As much as I dislike giving them, readings are a necessary part of poetry. A poem is meant to be heard and, further, meant to be heard by an audience. Plus, they are, readings are convenient – is that the right word? – opportunities to begin the process of gathering a collection together. Picking and choosing which poems work together and in what order, and then testing that order and those poems by reading them to an audience hastens the long and tedious process – the part of the process that takes the longest for me to complete, by the way – of making a coherent collection.
I’m scheduled to read tonight at Canio’s Books in Sag Harbor. It’s one of my favorite places in the world, and the shop is run by two women, who I admire terrifically and like a lot. I probably read there once a year or so. It seems that whatever work I’m working on doesn’t really exist for me until I read it there. I owe the publication of The Love of a Sleeper to a Canio’s reading. It was after a reading there last fall (’07) that George Held suggested I submit a manuscript to Finishing Line. I did, and the rest is history.

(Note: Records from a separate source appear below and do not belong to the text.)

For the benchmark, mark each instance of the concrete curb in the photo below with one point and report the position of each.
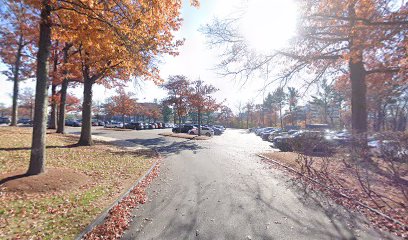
(101, 218)
(124, 144)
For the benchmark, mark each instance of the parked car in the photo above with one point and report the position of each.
(204, 131)
(4, 120)
(183, 128)
(270, 132)
(342, 137)
(73, 123)
(135, 126)
(278, 133)
(258, 132)
(113, 124)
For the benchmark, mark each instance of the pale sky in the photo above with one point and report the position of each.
(267, 25)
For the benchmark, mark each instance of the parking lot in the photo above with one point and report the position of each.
(210, 187)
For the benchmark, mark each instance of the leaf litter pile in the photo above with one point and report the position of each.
(373, 186)
(78, 184)
(119, 216)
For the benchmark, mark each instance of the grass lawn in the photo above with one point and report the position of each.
(79, 183)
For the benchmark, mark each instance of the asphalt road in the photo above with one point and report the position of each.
(219, 189)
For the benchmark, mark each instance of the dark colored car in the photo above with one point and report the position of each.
(135, 126)
(183, 128)
(24, 121)
(265, 134)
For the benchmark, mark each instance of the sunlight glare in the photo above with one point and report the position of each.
(269, 24)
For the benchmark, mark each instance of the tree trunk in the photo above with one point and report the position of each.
(357, 78)
(199, 122)
(14, 113)
(15, 102)
(53, 114)
(37, 159)
(86, 131)
(358, 96)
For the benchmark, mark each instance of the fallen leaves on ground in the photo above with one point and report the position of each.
(120, 216)
(337, 173)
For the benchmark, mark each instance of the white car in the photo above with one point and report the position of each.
(387, 148)
(209, 132)
(114, 125)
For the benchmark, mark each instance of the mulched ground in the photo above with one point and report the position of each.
(185, 135)
(370, 183)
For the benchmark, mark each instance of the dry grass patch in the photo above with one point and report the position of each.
(185, 136)
(372, 183)
(79, 184)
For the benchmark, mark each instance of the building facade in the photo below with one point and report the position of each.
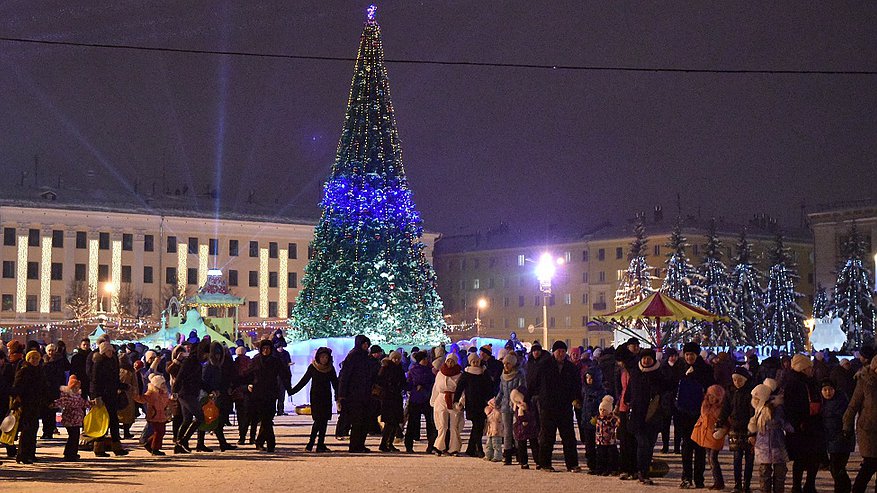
(501, 272)
(830, 226)
(133, 262)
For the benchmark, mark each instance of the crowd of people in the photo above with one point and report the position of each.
(803, 412)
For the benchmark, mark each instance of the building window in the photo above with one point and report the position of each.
(57, 238)
(33, 270)
(9, 237)
(33, 237)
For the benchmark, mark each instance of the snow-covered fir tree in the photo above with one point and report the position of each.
(747, 294)
(853, 298)
(636, 283)
(718, 296)
(785, 319)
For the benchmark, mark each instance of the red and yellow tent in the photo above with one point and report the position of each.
(661, 307)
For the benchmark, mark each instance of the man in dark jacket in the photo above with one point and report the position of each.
(558, 386)
(355, 382)
(420, 382)
(105, 386)
(692, 387)
(267, 371)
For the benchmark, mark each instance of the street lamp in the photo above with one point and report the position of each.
(482, 304)
(545, 270)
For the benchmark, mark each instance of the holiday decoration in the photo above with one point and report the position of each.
(853, 298)
(747, 295)
(369, 273)
(785, 319)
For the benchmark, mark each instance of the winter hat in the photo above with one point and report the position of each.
(743, 372)
(33, 357)
(606, 404)
(801, 362)
(473, 359)
(691, 347)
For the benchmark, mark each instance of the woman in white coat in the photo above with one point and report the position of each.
(448, 416)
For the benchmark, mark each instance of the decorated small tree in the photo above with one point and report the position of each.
(853, 293)
(747, 295)
(369, 272)
(785, 319)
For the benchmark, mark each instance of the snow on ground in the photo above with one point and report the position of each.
(293, 469)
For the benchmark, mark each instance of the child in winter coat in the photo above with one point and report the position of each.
(840, 445)
(706, 433)
(495, 432)
(526, 428)
(156, 399)
(767, 434)
(73, 412)
(606, 426)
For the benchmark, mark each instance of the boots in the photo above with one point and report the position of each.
(201, 447)
(100, 448)
(117, 448)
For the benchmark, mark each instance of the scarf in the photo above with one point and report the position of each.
(509, 376)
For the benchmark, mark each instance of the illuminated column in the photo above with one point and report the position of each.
(182, 273)
(92, 269)
(116, 274)
(282, 282)
(203, 257)
(263, 283)
(45, 272)
(21, 276)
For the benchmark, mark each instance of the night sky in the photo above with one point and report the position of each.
(481, 145)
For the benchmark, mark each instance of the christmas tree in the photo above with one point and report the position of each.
(636, 283)
(785, 319)
(853, 299)
(718, 296)
(368, 273)
(748, 297)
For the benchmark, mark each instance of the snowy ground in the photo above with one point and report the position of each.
(292, 469)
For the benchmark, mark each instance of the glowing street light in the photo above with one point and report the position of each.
(482, 304)
(545, 270)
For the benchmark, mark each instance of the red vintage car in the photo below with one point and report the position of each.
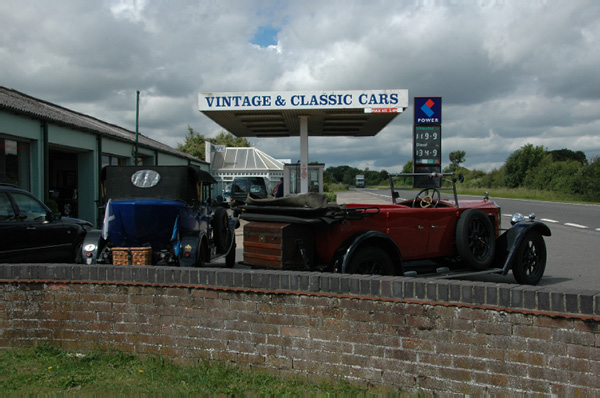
(305, 232)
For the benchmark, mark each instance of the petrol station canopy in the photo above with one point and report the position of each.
(353, 113)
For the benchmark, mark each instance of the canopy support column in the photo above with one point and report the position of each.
(303, 154)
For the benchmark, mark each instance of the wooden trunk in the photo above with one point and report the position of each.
(278, 245)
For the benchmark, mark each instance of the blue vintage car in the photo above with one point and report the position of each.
(166, 212)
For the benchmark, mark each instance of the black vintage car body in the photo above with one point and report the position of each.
(31, 232)
(166, 208)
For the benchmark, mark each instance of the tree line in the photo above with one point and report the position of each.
(532, 167)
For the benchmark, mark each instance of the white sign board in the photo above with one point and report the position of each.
(384, 101)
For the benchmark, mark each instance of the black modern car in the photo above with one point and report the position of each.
(31, 232)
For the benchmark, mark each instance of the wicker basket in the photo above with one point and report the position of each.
(132, 255)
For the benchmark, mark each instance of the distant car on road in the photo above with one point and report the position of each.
(31, 232)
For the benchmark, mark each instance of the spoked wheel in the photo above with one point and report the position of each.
(530, 262)
(371, 261)
(475, 239)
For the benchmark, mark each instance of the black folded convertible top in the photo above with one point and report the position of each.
(162, 182)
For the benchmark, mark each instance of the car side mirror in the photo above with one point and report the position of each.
(53, 216)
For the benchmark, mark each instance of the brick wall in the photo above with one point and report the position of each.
(408, 333)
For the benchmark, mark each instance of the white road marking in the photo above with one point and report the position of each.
(568, 224)
(549, 220)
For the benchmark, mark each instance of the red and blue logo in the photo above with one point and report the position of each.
(428, 110)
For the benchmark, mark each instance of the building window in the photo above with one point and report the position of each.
(108, 160)
(14, 162)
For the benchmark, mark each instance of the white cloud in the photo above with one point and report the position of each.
(509, 72)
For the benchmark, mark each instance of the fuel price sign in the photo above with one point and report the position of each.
(427, 154)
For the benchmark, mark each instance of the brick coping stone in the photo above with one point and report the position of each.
(583, 304)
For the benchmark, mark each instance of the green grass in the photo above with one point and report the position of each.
(49, 370)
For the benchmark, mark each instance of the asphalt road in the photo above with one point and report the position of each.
(573, 249)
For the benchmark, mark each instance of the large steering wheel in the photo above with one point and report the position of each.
(427, 200)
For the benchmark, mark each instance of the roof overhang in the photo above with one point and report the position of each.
(330, 113)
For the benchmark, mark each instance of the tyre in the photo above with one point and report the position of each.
(530, 262)
(221, 232)
(475, 239)
(371, 260)
(78, 255)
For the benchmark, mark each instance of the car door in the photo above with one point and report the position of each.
(13, 234)
(410, 229)
(46, 237)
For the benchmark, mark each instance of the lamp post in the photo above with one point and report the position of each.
(137, 117)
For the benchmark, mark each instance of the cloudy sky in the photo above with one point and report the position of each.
(510, 72)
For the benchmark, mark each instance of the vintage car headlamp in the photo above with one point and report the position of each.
(517, 217)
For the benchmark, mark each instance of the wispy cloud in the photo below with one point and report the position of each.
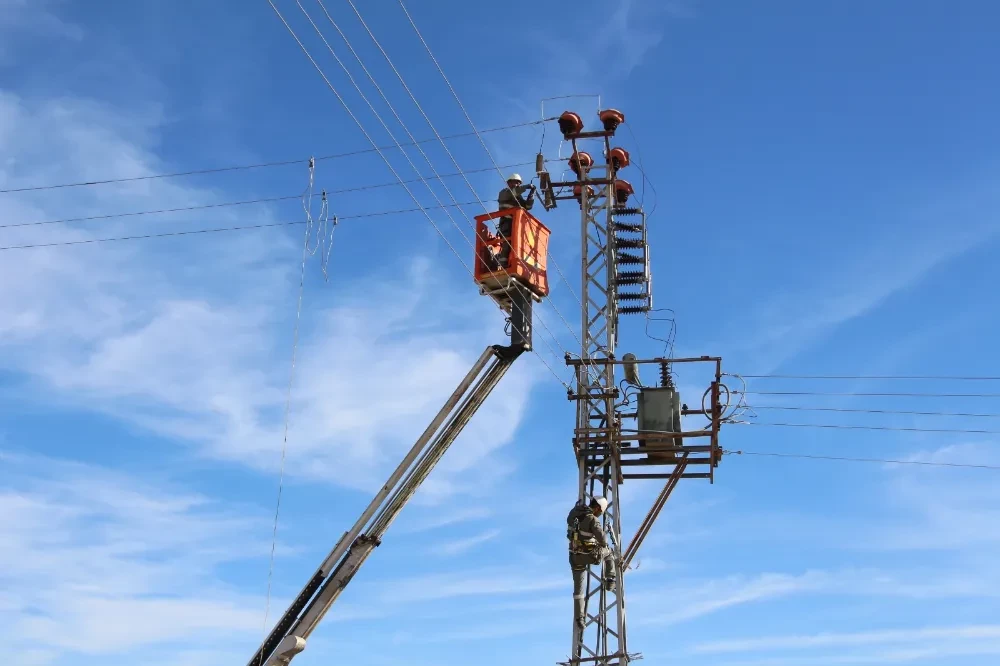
(180, 351)
(851, 639)
(92, 562)
(459, 546)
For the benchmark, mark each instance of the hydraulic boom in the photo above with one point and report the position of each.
(288, 638)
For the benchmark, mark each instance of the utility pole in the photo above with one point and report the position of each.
(616, 281)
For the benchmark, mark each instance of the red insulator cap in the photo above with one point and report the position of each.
(570, 124)
(623, 190)
(611, 118)
(619, 158)
(580, 159)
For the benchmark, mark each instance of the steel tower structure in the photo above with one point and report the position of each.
(615, 280)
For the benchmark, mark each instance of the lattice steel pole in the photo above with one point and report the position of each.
(603, 640)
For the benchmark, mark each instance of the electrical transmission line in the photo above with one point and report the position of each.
(261, 165)
(960, 378)
(805, 456)
(168, 234)
(835, 426)
(899, 412)
(225, 204)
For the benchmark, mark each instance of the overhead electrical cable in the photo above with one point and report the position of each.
(876, 395)
(289, 197)
(168, 234)
(437, 134)
(381, 154)
(955, 378)
(385, 126)
(262, 165)
(899, 412)
(478, 135)
(288, 396)
(835, 426)
(805, 456)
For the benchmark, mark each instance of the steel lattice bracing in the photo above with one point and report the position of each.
(603, 640)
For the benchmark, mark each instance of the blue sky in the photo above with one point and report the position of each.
(826, 201)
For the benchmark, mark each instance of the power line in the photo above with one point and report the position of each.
(430, 124)
(375, 147)
(382, 122)
(873, 395)
(244, 202)
(167, 234)
(874, 411)
(967, 378)
(262, 165)
(806, 456)
(859, 427)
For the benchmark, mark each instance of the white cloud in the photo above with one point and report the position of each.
(823, 640)
(179, 351)
(93, 562)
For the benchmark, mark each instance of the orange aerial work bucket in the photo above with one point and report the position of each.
(526, 262)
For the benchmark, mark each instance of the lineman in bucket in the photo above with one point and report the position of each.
(512, 196)
(588, 546)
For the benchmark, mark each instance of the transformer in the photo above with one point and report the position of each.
(659, 412)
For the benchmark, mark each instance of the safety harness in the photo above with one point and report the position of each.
(580, 541)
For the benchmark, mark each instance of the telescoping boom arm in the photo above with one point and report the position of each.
(288, 638)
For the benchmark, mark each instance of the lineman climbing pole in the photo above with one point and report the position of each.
(615, 281)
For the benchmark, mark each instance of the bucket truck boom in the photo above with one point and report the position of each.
(289, 635)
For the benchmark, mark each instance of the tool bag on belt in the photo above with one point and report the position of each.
(582, 543)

But still, the part of poetry I like the most isn’t the reading. It is the making. The initial coming together of a poem. I just wrote one a few minutes ago, which – though I’m sure flawed in many, many ways – came together just like that. (Insert Snap! here.) One word led to the next to the next to the next, until, voila, a poem came into being. The poem is about a kind of diminished joy, one felt not in victory but in the impotence of defeat. There is a joy to be found there, too. And it is a more commonly experienced joy, though frequently – more often than not – it is overlooked or misnamed. That idea, the misnaming of experience, interests me most in poetry. Each poem is, I think, an opportunity to get it right. The naming of a thing, which – without its label – can’t be comprehended. It can be felt, but not totally understood. Or even – and this may be truer – partially understood. We are always walking around in the dark, and words, well, are the light of the world, to paraphrase Stevens.
I don’t want to overstate the case here. Poetry isn’t the only way to name one’s experiences. It may not even be the best way. But it is, without a doubt and certain beyond dispute, the way poets come to understand. And I used to be fond of thinking that this placed poets above and beyond their fellow men and women, because they attempted to name in particular language what others were willing to take second- or even third-hand. But now I wonder if it isn’t some essential flaw in them, a sensitivity too fond, which requires them to reach for equilibrium.
Maybe this isn’t quite what I mean either. Maybe poetry is a noble effort, even the noblest of efforts, only its benefits are sorely overestimated and too highly prized. Maybe the aim of poetry, beyond reflection and revision, is to strip us as naked as possible, so that we might be whipped by the wind. So that we might see, indeed, what actually is, who we actually are, this mingling of spirit and dust.